La verdadera revelación, sin embargo, llegó por la tarde, cuando recogimos a los niños. Carla venía exultante.
«¡Mami, mami! ¡Hoy no hemos hecho sumas!», anunció con orgullo.
«¿Ah, no, cariño? ¿Y qué habéis hecho en Matemáticas?», preguntó Sandra con una paciencia infinita.
«¡Hemos hecho un diálogo con los números! La seño nos ha dicho que no hay que ‘imponerles’ un resultado, sino ‘llegar a un consenso’ con ellos. Yo he consensuado con el número dos y el número dos que juntos se sentían como un cinco. ¡Y la seño me ha dicho que mi verdad matemática es válida!».
Sentí cómo a Sandra se le escapaba un pequeño hilo de vida por la boca. «¿Tu… verdad… matemática?», repitió, como si estuviera aprendiendo un nuevo idioma.
Pero lo de Leo fue aún mejor. Venía con el ceño fruncido.
«¿Qué tal la clase de ‘Perspectivas Narrativas del Devenir Peninsular’, campeón?», le pregunté con toda la ironía que pude.
«Un rollo, papá», contestó. «No hemos hablado de batallas ni de reyes. La señorita Elvira nos ha dicho que la Historia no son ‘hechos’, sino ‘relatos’, y que todos los relatos son igual de válidos».
«¿Todos?», pregunté, temiéndome la respuesta.
«Sí. Nos ha dicho que la teoría de que el Imperio Romano fue en realidad una cooperativa de aceite de oliva gestionada por delfines es ‘una narrativa alternativa que debemos respetar'».

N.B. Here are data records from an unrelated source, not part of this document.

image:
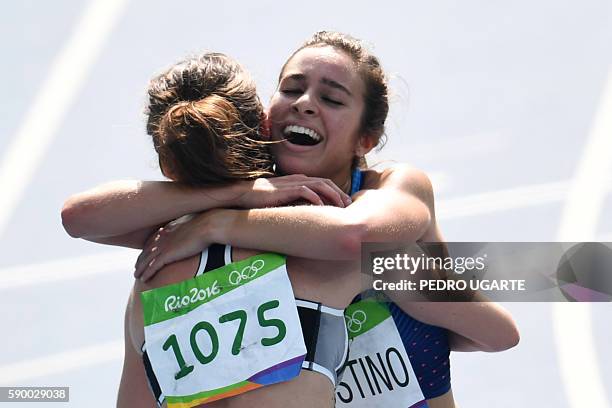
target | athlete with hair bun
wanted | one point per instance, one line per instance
(328, 111)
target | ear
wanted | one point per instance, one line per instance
(364, 145)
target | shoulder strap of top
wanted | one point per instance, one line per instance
(213, 257)
(356, 181)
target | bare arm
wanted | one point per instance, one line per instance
(399, 209)
(396, 211)
(114, 209)
(480, 325)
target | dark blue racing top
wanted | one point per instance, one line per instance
(427, 346)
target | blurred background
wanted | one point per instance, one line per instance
(506, 105)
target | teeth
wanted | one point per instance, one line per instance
(305, 131)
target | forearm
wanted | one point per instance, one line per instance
(321, 232)
(121, 207)
(460, 343)
(486, 326)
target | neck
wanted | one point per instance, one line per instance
(344, 182)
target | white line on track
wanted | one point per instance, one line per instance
(18, 373)
(501, 200)
(579, 368)
(120, 260)
(66, 76)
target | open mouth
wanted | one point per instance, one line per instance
(302, 136)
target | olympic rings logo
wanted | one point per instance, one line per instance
(248, 272)
(355, 322)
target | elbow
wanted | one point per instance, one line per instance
(73, 217)
(350, 238)
(509, 340)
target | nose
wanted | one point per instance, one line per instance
(305, 104)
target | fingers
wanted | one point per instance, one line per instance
(307, 194)
(331, 192)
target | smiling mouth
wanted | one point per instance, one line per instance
(302, 136)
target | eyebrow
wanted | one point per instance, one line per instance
(325, 81)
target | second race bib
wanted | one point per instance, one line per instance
(378, 371)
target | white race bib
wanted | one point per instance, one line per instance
(225, 332)
(378, 371)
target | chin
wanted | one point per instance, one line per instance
(288, 167)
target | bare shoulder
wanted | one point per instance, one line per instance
(402, 177)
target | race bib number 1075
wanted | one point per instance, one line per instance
(228, 331)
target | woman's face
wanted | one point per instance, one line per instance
(317, 107)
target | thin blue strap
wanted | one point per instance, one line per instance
(355, 181)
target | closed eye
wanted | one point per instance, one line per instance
(332, 101)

Me quedé en silencio. Estábamos pagando 95 euros por un libro de texto que defendía la posibilidad de un César delfín.
La puntilla llegó en casa. Mientras Carla intentaba «consensuar» con su plato de brócoli que se sentía como una pizza, Leo nos enseñó su primera tarea del «diario de sentires». La página estaba dividida en dos. Arriba, había dibujado una carita sonriente. Debajo, una triste. Y al lado de cada una, tenía que escribir por qué se sentía así.
Al lado de la carita sonriente, había escrito: «Me siento feliz porque he subido de nivel en ‘Zombie Apocalypse V'».
Al lado de la carita triste, ponía: «Me siento triste porque el libro de Historia no tiene dibujos de espadas y además no es táctil».
Era perfecto. Era el resumen de todo. Estábamos enviando a nuestros hijos a un carísimo laboratorio de ingeniería social diseñado para crear adultos perfectamente inútiles: incapaces de cortar en línea recta, convencidos de que dos más dos pueden ser cinco si lo sienten de verdad, y ofendidos por un libro que no responde al tacto.
Esa noche, mientras los niños dormían, Sandra y yo nos sentamos en el salón. No hablamos. Simplemente, abrimos una botella de vino. Bebimos en silencio, en un brindis mudo. No brindábamos por el nuevo curso, ni por nuestros hijos. Brindábamos por Pepi, la de la papelería. La última guerrillera. El último bastión de un mundo donde las tijeras cortaban, los números sumaban lo que tenían que sumar y los compases servían para hacer círculos, no para abrir un debate sobre la ansiedad unívoca. Y por primera vez en mucho tiempo, sentimos un profundo y desolador miedo. Porque sabíamos que la resistencia, la de verdad, estaba condenada a extinguirse.